The pound has plunged in value versus the dollar since the June 23 vote, falling more than 10% to 1.31 US dollars.

The announcement comes after AB InBev cleared another major hurdle in its pursuit of the London-listed drinks firm after winning regulatory backing in China.

Jan du Plessis, chairman of SABMiller, said: "The board's decision was "difficult given changes in circumstances since the board originally recommended £44 per share in cash last November.

"At that time we were satisfied that the 50% premium to the undisturbed share price appropriately reflected the quality of the business and its long-term prospects.

"Since then, various factors have affected the value of the offer, most importantly the impact of the Brexit vote on the value of sterling and the re-rating of comparable companies.

"This has made the board's decision more challenging, and we believe the final cash consideration of £45 per share to be at the lower end of the range of values considered recommendable.

"In reaching its decision, the board has considered the best interests of the company as a whole and has taken into account all salient facts and circumstances."

The SABMiller board said it had also voted unanimously to propose that shareholders should be allowed to vote separately from investors Altria and BEVCO.

A date has yet to be set for shareholders to vote on the board's recommendation.

Concerns about the deal have been raised by investors, such as Elliott Management, Davidson Kempner Capital Management and Aberdeen Asset Management.

However, other shareholders, including New York-based investment management firm Twin Capital Management, want the takeover to go through.

The recommendation comes as the takeover approach was given the green light by China's Ministry of Commerce after the Belgian brewer agreed to sell SABMiller's 49% stake in China Resources Snow Breweries to China Resources Beer.

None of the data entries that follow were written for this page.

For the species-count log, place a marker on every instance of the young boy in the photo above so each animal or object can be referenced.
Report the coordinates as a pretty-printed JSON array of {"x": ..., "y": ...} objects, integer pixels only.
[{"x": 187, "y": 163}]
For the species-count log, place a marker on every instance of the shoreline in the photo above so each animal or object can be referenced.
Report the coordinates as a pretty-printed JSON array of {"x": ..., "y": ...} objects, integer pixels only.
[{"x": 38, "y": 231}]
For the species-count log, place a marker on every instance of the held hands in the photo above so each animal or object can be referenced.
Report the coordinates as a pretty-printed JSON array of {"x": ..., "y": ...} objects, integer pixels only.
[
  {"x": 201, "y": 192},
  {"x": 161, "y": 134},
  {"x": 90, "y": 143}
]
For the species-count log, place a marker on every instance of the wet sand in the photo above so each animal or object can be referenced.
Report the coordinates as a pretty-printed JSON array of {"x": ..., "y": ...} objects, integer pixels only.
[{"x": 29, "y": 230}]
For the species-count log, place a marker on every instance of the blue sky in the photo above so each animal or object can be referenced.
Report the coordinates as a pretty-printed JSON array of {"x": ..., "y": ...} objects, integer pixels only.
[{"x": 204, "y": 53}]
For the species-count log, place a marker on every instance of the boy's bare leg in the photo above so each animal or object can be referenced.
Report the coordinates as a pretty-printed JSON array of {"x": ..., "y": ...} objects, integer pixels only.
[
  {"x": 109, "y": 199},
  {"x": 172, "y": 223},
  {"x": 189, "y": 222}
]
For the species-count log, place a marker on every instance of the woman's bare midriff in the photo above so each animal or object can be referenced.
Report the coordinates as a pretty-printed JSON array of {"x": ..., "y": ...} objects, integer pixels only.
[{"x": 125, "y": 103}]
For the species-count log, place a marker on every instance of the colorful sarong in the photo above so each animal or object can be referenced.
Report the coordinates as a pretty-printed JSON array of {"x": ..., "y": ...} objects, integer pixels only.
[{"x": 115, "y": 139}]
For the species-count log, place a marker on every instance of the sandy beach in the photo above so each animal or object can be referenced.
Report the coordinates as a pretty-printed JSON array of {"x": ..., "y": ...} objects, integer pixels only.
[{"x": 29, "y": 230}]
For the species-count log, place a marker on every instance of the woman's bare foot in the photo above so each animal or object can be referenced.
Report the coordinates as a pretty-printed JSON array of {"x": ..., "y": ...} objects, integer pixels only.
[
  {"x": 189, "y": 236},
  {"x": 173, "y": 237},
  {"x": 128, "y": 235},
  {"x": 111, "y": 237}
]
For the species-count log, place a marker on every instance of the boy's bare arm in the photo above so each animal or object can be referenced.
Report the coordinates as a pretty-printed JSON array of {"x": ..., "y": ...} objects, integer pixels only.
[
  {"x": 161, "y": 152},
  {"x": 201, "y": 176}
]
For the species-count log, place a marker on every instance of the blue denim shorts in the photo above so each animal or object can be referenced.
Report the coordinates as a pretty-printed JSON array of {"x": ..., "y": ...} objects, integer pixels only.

It means the firm's swoop has now been approved in 23 jurisdictions worldwide, satisfying all pre-conditions of the deal.

The company said it is still aiming to complete the mega-merger to create the world's biggest drinks firm by the end of this year.

AB InBev reported a 4.3% rise in operating profits for the second quarter to 4.01 billion US dollars (£3.04 billion) following strong sales of Budweiser, Corona and Stella Artois.

It said the three brands saw revenue growth of 8.4% over the period, with Corona alone notching up a 13% rise compared to the second quarter of last year.

AB InBev, the world's largest brewer, has already moved to sell SABMiller's Peroni, Grolsch and Meantime brands to Japanese firm Asahi. It has also signalled its intent to sell SABMiller's businesses in central and eastern Europe.

SAB employs around 69,000 people in more than 80 countries and has global annual sales of more than 26 billion US dollars (£18 billion).